Ante la ausencia del pájaro y el grillo formales, escultóricos, sobreviene su estado previo; su potencia en el caos, su puro origen, en una tensión huidiza. Como el rayo romántico que llena el ojo, ávido de las ruinas escarpadas, durante una milésima de segundo, así opera la deconstrucción del sonido, su vuelta atrás al instante previo de la forma sonora: el pájaro antes del pájaro, el grillo en el instante del magma que lo vierte, hecho y derecho, en el mundo.

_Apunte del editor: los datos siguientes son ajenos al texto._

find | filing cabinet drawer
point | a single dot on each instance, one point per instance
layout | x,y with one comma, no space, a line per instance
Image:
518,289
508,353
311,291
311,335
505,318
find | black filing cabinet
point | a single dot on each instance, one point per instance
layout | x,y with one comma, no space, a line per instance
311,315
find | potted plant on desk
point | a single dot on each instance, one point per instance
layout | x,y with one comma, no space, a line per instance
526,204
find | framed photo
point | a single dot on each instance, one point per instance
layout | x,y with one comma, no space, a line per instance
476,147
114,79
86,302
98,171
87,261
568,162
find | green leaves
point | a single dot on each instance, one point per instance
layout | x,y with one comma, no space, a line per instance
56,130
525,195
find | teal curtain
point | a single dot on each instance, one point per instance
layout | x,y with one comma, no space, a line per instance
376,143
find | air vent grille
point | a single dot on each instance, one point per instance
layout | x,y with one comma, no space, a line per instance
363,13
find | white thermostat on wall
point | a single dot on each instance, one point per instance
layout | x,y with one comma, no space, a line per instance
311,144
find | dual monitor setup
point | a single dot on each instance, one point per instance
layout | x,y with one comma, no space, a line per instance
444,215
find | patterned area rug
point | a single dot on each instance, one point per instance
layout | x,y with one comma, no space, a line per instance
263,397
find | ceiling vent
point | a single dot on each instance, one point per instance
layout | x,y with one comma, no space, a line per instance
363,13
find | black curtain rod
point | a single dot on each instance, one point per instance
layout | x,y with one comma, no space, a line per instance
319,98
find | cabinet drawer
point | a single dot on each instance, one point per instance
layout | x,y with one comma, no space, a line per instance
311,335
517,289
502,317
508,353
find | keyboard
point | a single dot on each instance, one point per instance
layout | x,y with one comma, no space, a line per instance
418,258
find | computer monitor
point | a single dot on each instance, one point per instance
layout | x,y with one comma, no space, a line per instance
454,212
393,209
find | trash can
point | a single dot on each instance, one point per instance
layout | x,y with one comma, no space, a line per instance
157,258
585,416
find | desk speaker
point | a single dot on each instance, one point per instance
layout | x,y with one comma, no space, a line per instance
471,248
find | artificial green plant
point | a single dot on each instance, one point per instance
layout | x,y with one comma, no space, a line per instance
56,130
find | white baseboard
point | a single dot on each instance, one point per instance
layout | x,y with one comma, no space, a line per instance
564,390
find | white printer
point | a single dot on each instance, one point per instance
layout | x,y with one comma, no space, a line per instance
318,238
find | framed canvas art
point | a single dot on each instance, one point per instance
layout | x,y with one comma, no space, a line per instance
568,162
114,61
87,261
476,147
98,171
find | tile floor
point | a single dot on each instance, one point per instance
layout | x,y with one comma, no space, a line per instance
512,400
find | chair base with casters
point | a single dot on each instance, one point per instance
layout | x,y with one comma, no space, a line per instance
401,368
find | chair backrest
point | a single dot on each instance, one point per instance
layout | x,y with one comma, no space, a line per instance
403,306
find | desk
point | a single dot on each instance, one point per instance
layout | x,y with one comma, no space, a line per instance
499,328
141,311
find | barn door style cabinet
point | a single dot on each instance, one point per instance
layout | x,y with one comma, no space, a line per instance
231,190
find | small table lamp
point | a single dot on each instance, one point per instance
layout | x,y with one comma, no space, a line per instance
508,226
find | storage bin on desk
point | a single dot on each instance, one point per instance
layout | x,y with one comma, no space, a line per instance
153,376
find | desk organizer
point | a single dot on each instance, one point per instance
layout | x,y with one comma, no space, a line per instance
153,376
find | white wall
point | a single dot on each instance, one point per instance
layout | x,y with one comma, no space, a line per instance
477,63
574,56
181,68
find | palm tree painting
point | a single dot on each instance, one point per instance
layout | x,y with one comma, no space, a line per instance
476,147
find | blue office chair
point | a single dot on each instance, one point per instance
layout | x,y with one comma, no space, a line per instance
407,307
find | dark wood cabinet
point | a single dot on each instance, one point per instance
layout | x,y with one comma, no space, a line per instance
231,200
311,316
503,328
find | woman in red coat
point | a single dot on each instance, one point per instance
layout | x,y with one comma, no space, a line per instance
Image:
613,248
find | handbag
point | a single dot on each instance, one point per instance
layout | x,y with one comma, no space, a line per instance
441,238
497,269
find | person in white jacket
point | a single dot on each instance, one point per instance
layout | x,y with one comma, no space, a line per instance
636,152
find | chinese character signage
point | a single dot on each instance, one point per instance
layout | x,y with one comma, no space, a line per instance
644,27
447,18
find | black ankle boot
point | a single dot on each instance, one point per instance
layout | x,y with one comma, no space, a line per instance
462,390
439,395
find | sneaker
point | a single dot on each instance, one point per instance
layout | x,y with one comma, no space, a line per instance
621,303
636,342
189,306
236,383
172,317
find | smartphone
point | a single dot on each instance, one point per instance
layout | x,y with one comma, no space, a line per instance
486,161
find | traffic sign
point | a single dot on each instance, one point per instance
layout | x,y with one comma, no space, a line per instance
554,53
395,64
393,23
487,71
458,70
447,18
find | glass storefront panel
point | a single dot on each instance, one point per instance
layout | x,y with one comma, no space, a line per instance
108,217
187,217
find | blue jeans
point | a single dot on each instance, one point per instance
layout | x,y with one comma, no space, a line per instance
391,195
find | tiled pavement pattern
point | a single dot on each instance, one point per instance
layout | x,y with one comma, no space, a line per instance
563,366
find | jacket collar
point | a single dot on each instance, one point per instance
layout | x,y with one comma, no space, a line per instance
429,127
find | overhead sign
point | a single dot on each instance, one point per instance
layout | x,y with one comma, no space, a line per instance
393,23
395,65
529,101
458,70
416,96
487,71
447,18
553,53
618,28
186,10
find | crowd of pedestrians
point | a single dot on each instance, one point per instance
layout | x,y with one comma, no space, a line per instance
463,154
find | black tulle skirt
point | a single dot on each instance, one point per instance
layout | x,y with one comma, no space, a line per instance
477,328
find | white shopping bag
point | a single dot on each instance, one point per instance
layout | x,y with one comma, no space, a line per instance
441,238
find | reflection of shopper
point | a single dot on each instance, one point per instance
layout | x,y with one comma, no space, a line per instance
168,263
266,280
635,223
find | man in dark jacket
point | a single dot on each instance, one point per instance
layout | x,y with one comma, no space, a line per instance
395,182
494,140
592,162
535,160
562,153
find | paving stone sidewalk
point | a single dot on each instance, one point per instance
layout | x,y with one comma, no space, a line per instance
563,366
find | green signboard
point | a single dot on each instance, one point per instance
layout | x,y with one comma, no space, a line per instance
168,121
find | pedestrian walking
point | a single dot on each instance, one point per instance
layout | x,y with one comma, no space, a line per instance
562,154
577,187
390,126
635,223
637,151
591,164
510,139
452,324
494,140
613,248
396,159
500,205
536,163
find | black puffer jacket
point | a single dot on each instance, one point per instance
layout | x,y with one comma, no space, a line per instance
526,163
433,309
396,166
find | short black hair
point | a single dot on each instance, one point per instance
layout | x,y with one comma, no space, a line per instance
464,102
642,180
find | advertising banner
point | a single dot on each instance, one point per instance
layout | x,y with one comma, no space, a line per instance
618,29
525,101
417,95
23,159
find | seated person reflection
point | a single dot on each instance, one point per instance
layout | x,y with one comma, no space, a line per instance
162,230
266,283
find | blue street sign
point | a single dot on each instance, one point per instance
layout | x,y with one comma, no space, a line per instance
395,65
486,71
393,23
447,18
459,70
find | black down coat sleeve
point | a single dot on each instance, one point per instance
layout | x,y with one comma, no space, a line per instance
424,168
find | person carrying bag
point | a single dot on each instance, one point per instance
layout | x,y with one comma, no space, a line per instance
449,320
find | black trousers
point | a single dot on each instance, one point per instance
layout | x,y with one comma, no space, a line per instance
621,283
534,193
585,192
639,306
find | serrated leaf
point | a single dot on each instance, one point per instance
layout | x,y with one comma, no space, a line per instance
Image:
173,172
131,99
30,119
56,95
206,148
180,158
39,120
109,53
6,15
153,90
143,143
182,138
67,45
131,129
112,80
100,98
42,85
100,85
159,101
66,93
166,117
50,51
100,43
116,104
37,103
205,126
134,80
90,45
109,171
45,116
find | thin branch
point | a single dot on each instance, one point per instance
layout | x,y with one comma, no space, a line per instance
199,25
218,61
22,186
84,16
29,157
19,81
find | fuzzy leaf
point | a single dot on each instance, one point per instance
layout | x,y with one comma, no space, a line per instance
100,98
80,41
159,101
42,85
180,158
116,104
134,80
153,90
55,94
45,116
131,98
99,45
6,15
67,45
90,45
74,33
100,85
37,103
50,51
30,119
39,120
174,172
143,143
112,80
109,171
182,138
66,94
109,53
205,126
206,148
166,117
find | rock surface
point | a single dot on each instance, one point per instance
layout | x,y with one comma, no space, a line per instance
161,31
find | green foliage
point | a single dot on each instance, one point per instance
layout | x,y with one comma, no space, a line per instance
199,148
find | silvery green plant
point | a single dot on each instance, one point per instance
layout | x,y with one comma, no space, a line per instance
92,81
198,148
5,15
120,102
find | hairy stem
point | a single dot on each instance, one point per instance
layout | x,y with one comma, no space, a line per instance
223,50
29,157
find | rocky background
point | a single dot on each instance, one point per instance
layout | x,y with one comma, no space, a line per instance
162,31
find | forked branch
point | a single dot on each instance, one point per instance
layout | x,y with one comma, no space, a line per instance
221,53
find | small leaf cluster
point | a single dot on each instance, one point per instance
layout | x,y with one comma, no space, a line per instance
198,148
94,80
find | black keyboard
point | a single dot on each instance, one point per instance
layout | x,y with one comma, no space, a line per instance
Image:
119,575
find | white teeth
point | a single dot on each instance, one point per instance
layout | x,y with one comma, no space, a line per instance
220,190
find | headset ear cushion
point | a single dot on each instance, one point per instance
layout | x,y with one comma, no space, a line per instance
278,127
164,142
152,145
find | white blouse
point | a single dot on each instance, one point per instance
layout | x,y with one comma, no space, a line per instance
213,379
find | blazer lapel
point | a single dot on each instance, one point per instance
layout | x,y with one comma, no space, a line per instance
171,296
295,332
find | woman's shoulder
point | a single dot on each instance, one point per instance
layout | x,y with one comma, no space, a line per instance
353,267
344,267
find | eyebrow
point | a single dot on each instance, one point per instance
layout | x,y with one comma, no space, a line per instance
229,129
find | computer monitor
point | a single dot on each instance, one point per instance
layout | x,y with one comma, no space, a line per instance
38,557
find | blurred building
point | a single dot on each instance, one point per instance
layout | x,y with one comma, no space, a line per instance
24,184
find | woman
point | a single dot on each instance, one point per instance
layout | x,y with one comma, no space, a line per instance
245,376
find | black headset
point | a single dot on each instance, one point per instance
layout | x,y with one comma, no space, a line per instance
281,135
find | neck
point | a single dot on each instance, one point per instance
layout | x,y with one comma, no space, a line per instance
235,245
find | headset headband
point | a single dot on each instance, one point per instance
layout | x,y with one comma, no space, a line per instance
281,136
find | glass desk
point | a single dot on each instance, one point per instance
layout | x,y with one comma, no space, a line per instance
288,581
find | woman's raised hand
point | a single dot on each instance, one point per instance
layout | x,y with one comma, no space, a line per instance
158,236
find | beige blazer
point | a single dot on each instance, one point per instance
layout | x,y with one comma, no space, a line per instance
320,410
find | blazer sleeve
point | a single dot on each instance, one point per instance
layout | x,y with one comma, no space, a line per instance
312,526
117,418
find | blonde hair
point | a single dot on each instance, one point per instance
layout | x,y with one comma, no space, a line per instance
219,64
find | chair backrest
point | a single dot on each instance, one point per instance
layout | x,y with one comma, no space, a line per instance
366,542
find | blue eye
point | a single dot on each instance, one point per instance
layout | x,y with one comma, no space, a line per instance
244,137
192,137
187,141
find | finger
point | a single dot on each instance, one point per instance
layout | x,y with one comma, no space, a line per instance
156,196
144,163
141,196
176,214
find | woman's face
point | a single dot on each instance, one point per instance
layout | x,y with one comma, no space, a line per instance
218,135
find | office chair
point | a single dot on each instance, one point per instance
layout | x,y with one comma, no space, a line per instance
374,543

La experimentación del caos fundante, del Big Bang del paisaje, es entonces como una pesadilla. El católico sentir de la cultura occidental (en su trasnocho) se afecta, se retuerce en la silla. Añora las rigideces del concierto celestial. No recuerda, este sujeto políticamente correcto el instante previo a su nacimiento. No recuerda el sonido de las fibras al romperse, el estropicio de la nave que ya no lo condensa cuando sucede el alumbramiento. Por fortuna, para él, tampoco recuerda la dolorosa adaptación al antinatural ambiente que violentó su ser etéreo: de repente surgieron brazos y piernas; el vértigo de los puntos cardinales, y esa tensión, el insoportable peso… Sin embargo, cuando asiste al caos fundante que sobreviene en el escenario, se aterra. Busca ponerse a salvo bajo los frisos y las columnas dóricas. Reniega del éter que lo ha conformado. Digamos entonces que el ruido es el estado natural de todas las cosas antes de ser. Por lo tanto, ese ruido fundante también es el ruido de las cosas al morir. Tras las bambalinas del acto solo están las poleas que rechinan, los susurros de los tramoyistas, el roce de las cuerdas.

Como la obra de Vélez ocurre, entonces, en los intersticios de la potencia y el ser de las cosas, en el no-espacio/tiempo, no puede haber la estructura narrativa aristotélica correspondiente. El relato es aquí, más bien, puro sentir. Agitación de fibras, activación de la memoria. Ocurre como una maquinación cuántica. También ocurre aquí que el paisaje se transforma en la interpretación del sujeto que manipula el sonido. El artista lo toma y lo transforma en su interpretación. Así se activa una memoria, una intuición sobre lo previo y lo posterior, es decir, sobre el instante del alumbramiento y el instante de la muerte que, comúnmente, se olvidan. Solo queda de ellos el eco, el rastro que la memoria intenta (siempre en vano) de figurar en una fantasmagoría.